Hanna has sung with plenty of men, and Men, in bands before, but I’ve never heard her do so live. And it’s an interesting combination, especially considering how gravelly and loud, almost atonal, Kenny Mellman’s voice is here (apparently that’s a deliberate choice—Mellman has a long history of singing and playing piano in a Tony-nominated drag cabaret duo thing, but put that out of your mind for the purposes of this visualization and just think “middle-aged long-haired gruff dude”). He even sings an original song that I think he wrote, which he introduces as being about “euthanasia,” or “youth in Asia,” or “rosacea,” some such topical and brash thing. The combination of Mellman and Hanna singing together in tandem, or doing call and response with each other, makes me think quite a bit of X, or the Centimeters, or the Jefferson Airplane, or one of the many great bands in which male and female vocals take center stage, blending in a style of leadership that kind of heals the need, albeit temporarily, to address gender inequality, like the snakes crisscrossing each other on that damned pole of Asclepius.

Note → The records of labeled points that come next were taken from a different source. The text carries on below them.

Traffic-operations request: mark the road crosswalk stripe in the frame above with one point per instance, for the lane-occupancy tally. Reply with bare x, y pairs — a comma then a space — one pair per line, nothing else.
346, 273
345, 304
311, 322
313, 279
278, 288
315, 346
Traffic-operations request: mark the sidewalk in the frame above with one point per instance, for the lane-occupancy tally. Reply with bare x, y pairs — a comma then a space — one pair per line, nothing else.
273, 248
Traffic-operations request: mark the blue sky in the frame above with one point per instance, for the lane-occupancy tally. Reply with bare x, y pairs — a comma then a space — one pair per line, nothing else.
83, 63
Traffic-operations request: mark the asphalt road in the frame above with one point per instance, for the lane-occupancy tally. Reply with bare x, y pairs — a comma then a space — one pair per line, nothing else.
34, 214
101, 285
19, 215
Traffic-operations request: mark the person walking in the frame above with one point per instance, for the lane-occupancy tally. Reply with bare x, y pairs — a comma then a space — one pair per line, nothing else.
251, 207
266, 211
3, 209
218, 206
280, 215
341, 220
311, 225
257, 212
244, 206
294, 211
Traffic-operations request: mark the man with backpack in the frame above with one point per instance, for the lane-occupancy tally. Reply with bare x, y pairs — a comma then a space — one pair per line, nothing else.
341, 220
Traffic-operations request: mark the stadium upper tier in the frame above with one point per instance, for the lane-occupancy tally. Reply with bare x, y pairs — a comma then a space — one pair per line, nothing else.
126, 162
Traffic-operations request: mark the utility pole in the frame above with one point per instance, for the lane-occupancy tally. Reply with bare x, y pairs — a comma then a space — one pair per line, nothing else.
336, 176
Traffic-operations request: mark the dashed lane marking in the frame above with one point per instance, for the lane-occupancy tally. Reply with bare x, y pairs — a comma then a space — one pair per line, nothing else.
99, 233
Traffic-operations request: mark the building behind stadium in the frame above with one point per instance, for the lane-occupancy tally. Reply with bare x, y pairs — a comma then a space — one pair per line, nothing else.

And when Hanna and Mellman aren’t just singing together, the five official members of Julie Ruin will all get on mike together and sing at the same time: what could be more democratic than that? Granted, these aren’t exactly Beach Boys’ style harmonies, more like something from a Clash song, or a soccer game, or perhaps a cult! But they still count as five part harmonies, something out of psych-pop left field that I don’t think I ever expected to hear from a Kathleen Hanna project. This development strongly suggests that the Julie Ruin isn’t going to be a solo project after all, but a meeting of near-equals, in which Hanna’s leadership and voice admittedly shine out just a little more equally than the others (“I can’t hear myself,” she says early on, about the venue’s piss-poor monitors. “But whatever, I’m sure I sounded fucking great anyway!” Cue the most adorable giggling I’ve heard from an audience of young ‘uns since 1991, when one of the Ninja Turtles said “damn” at a screening of The Secret of the Ooze).

And I am giggling along with them! If only all of life could be about laughing, and good-natured bravado, and trying new things, and enjoying the kind of entertainment we’re feeling now, seeing a damned fine band that feels, in a weird way, like a breath of fresh air after the projections and polyester of Le Tigre. Looking at all the young kids before us, boogaloo-ing their way into adulthood to these tunes, I realize that while these kids are listening for Kathleen Hanna to drop clues about how to grow up, I am listening for clues on how to look back and assess my life—and for both situations, the music totally works! And in part, I think that’s because Hanna by her own admission isn’t done growing herself, isn’t done trying new things or quitting old things or allowing herself to make mistakes.

And maybe playing a weird Urban Outfitters with no monitors for your first real gig could be considered a mistake, but I’m damned glad the Julie Ruin are here. This modern life is getting to be a tough moral map to navigate, and the compass is confusing, and not enough bands are willing to acknowledge that and plunge ahead anyway. It’s good to know that whether it’s you, or me, or a bunch of teenaged magazine readers, or my own young readers, or old readers, or my young nieces and nephews, or wizened old friends, or anyone in between, there’s a great new crew of musicians hitting the road who are going to be along for the ride with us—and they know how to harmonize.